Regulation as a driver of investment risk
Yesterday, I wrote about how investors should not let their politics influence their investment decisions because the market does not care about your political views. However, this does not mean that politics don’t matter. Political decisions can have a significant influence on stock market returns.
Baris Ince and Han Ozsoylev have shown the influence of politics on financial markets from a fascinating angle, focusing on something that in the past was often discussed but hard to quantify: Government regulation.
Business leaders and investors know that increasing regulation leads to rising costs for businesses. Some of these costs are fixed, like the need to keep records and report data to supervisory bodies. Other costs are variable, such as the need to pay government inspectors based on the amount of goods produced or the number of clients serviced. And then there are indirect costs to regulation like lost business or discouraged investments due to excessive regulatory hurdles.
Thanks to modern text analysis tools, we can now get a much better understanding of the number and type of regulations different industries and businesses are subject to. The new research then focused on a potential source of risk for businesses introduced by these regulations, the fixed cost overhang created by them.
If a company faces higher fixed costs due to increased regulatory demands, this introduces additional risks to the profits and cash flows of the company in the form of additional operating leverage. The thinner the margins of a business, the higher this regulatory operating leverage (ROL) because profits can evaporate quickly if revenues slow. The chart below shows the average ROL for US companies since 2000.
Median regulatory operating leverage of US businesses
Source: Ince and Oszoylev (2024). Note: Shaded areas indicate recessions.
It is clear from the chart that regulations come in waves, typically after a recession or economic crisis. We can see three periods of rising regulatory leverage. One in the early 1990s in Bill Clinton’s first term, one after the corporate scandals of the early 2000s under George W. Bush, and another one under Obama in the aftermath of the financial crisis. These regulatory drives are then followed by extended periods of deregulation and declining ROL, e.g. in Clinton’s, Bush’s, and Obama’s second term in office and under Donald Trump.
However, not every industry is subject to the same ROL. Here is a chart of the average ROL by industry in the US. In general manufacturing businesses tend to have the highest ROL, whether it is electrical and electronic equipment, machinery, chemicals, or food and tobacco. The financial services industry and services in general tend to have relatively low ROL mostly because regulatory requirements for services focus on record-keeping which is relatively cheap and because services businesses tend to have higher operating margins and thus lower operating leverage.
Surprisingly though, oil & gas extraction and mining also have relatively low ROL, even though I would consider them to be subject to some strict regulation.
Median ROL by industry
Source: Ince and Ozsoylev (2024)
If regulatory requirements are a source of risk, this risk should be rewarded in financial markets in the form of higher returns.
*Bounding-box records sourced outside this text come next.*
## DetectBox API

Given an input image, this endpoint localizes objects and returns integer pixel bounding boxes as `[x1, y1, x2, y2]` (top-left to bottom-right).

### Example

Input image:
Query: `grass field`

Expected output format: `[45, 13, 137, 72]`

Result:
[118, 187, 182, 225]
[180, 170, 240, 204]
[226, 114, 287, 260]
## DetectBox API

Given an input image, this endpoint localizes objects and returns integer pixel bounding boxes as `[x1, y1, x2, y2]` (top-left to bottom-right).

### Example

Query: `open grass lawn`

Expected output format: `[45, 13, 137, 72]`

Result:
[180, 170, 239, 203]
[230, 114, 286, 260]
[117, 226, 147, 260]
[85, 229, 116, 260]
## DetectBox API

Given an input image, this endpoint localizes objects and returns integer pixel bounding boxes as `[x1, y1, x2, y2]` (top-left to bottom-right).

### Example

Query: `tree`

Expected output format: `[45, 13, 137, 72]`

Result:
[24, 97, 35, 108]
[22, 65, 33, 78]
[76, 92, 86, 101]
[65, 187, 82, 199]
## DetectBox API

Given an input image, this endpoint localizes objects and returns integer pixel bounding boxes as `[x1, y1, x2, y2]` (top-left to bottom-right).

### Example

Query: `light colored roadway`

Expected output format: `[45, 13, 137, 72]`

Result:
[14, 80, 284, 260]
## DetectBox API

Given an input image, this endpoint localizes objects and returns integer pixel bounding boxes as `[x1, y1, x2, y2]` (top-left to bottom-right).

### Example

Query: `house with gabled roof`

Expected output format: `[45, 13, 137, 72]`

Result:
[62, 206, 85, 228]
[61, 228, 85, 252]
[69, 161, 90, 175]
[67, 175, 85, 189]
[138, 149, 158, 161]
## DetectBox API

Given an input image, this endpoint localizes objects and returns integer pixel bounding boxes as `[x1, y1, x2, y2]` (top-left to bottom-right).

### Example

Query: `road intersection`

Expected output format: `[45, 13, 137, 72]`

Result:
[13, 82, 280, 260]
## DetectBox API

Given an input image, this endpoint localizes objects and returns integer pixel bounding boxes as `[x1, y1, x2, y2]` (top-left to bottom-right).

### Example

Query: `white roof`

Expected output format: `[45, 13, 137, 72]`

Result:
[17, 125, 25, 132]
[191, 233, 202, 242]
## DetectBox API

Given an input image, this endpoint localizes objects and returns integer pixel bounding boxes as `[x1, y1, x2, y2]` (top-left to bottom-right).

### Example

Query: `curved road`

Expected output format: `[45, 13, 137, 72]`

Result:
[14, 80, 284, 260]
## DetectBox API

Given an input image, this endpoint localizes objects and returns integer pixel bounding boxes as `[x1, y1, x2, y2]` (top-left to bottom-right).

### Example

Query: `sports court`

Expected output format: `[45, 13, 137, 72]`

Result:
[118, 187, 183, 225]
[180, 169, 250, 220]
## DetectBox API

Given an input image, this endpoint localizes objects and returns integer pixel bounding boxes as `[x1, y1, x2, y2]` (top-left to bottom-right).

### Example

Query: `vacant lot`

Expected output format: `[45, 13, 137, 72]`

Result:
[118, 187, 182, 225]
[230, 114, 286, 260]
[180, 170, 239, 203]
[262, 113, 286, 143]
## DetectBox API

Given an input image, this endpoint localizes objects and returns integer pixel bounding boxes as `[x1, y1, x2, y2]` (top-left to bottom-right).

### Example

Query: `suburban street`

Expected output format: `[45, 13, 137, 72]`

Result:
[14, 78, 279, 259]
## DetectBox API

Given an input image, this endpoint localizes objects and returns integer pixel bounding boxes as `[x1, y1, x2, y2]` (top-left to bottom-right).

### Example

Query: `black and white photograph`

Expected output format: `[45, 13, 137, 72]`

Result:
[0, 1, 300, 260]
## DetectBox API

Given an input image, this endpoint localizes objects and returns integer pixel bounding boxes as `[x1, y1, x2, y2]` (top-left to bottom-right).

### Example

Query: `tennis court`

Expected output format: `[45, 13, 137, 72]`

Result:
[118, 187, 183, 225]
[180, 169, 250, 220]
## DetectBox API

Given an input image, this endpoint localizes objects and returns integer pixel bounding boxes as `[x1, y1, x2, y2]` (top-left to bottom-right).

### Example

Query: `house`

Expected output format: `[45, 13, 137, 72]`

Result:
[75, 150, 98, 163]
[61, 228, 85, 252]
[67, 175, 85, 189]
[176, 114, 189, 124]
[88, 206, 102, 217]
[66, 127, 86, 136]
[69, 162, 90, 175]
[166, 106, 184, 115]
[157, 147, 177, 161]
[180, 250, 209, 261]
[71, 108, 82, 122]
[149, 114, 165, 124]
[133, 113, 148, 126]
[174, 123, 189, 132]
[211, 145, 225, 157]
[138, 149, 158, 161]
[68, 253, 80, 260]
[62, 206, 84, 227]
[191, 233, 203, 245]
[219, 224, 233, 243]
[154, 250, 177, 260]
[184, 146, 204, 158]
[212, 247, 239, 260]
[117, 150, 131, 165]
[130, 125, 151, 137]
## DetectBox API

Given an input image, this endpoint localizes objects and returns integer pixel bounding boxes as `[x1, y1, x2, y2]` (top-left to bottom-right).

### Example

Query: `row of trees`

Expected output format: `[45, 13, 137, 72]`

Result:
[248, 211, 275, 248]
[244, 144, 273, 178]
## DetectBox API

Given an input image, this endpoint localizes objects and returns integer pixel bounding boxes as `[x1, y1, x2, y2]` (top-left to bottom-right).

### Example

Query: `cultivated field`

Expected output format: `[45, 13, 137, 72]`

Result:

After all, profits of companies with high regulatory operating leverage can disappear quickly if revenues slow or if additional regulation is passed that increases the already high fixed costs to comply with regulations.
Indeed, companies with higher ROL tend to outperform companies with lower ROL. This outperformance is particularly pronounced for smaller companies that lack the economies of scale of their larger competitors.
Risk premium associated with higher ROL
Source: Ince and Ozsoylev (2024)
On the one hand, this research confirms only something we already know. More regulation increases costs and reduces profits. But what it also allows us to do is focus on businesses with higher ROL where (de-)regulation has an outsized impact on share prices. And apparently, most of them can be found in classical manufacturing and industry.